Hal paling penting dalam memulai hubungan dengan orang lain adalah 'Menjadi Diri Sendiri'.
Jadilah
diri sendiri, meski tidak semua orang akan menyukai kita bahkan bisa
jadi justru sebaliknya, tapi setidaknya kita tidak perlu merasa lelah
setiap saat karena harus terus menerus mengganti topeng agar semua orang
menyukai kita.
disamping itu, kita juga harus pandai-pandai
bersikap dalam situasi yang berbeda-beda. kita harus tahu kapan waktu
untuk diam dan kapan waktu untuk bicara.
hati-hati dalam berkomentar. sebisa mungkin tidak menyakiti hati orang tersebut dan mengandung hal yang bermanfaat baginya.
Selanjutnya
adalah ketulusan. Menurut saya, dalam menjalankan hubungan dengan
seseorang atau sekelompok orang, kita harus menyertakan hati kita di
dalamnya. Kita tidak boleh merugikan orang lain untuk keuntungan diri
sendiri, ataupun melakukan hal-hal picik sejenisnya. dengan begitu maka
sikap toleransi, saling menghargai dan rasa percaya akan muncul dengan
sendirinya dalam diri setiap orang, dan terciptalah lingkungan yang
harmonis dan nyaman.
Poin selanjutnya adalah percaya diri.
ketika kita memasuki lingkungan baru, rasa percaya diri sangat diperlukan untuk membaur dengan masyarakatnya.
senyum adalah cara termudah yang mungkin dilakukan untuk menarik simpati orang lain.
Selanjutnya menyapa. jangan ragu untuk menyapa terlebih dahulu.
Saya
sendiri merupakan orang yang kurang pandai bersosialisasi. terkadang
saya lebih memilih menunggu seseorang menyapa lebih dulu atau berpikir
panjang dan menyiapkan skenario untuk menyapa orang lain. Saya cenderung
lebih pandai berkomunikasi melalui chating atau media lain yang tidak
mengharuskan saya berhadapan langsung dengan orang tersebut. saya perlu
waktu untuk memikirkan apa yang harus saya katakan dan saya lakukan.

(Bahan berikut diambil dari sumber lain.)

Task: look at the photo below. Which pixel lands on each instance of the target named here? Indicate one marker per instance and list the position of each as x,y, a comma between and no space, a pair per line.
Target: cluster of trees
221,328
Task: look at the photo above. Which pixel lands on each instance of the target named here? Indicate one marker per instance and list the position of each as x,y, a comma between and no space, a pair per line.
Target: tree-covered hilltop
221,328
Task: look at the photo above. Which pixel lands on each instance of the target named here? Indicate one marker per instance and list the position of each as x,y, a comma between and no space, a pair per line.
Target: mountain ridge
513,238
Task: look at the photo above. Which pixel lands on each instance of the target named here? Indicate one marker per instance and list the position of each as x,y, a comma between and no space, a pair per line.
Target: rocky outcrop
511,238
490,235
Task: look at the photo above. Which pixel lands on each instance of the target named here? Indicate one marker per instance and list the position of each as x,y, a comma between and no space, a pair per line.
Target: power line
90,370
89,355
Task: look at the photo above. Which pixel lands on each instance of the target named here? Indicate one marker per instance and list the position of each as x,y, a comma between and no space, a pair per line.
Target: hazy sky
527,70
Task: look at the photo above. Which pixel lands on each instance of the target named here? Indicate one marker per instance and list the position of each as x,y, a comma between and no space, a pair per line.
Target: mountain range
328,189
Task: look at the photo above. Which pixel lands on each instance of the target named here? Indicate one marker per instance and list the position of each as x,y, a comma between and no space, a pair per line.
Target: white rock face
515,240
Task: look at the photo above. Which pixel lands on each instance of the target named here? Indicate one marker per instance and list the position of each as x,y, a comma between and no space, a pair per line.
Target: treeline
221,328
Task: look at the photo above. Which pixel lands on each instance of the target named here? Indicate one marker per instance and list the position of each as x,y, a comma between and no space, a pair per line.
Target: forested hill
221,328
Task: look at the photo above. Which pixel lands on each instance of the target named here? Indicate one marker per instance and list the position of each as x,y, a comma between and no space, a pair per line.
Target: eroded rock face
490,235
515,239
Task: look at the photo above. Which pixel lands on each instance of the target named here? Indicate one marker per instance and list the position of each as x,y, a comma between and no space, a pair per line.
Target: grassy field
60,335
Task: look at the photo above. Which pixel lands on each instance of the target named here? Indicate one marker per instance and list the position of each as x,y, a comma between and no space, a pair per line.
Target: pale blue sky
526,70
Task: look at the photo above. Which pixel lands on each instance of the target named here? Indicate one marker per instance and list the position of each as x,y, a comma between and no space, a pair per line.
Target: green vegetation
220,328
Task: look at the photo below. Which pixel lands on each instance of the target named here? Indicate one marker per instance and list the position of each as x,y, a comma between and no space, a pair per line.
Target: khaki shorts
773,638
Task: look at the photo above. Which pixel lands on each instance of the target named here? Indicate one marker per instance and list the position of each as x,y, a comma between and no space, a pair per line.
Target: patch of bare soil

Sehingga interaksi dengan orang lain secara langsung kadang membuat saya
kebingungan.
hal lain yang menghambat sosialisasi saya
adalah, bahwa setiap kali terlalu lama berada di keramaian maka kepala
saya akan berdenyut dan seringkali merasa tiba-tiba terasingkan.
dulu
saya lebih menghindarinya. saya berpikir untuk memiliki tempurung,
sehingga ketika saya terjebak dalam situasi yang tidak diinginkan maka
saya akan masuk dalam tempurung dan bersembunyi.
Saya sadar hal
itu buruk bagi saya dan masa depan saya, maka dari itu saya mulai
mencoba berubah. menghilangkan sedikit demi sedikit kekacauan itu tanpa
harus menjadi orang lain. karena saya sadar bahwa hidup harus
diteruskan.
Disamping itu semua, perlu diingat bahwa
lingkungan tempat kita berada berpengaruh besar terhadap kehidupan kita.
Jika kita bergaul dengan orang-orang yang pemalas maka lambat laun kita
juga akan ikut menjadi pemalas. pun sebaliknya jika kita bergaul dengan
orang-orang yang positif maka kita juga akan memiliki sifat positif.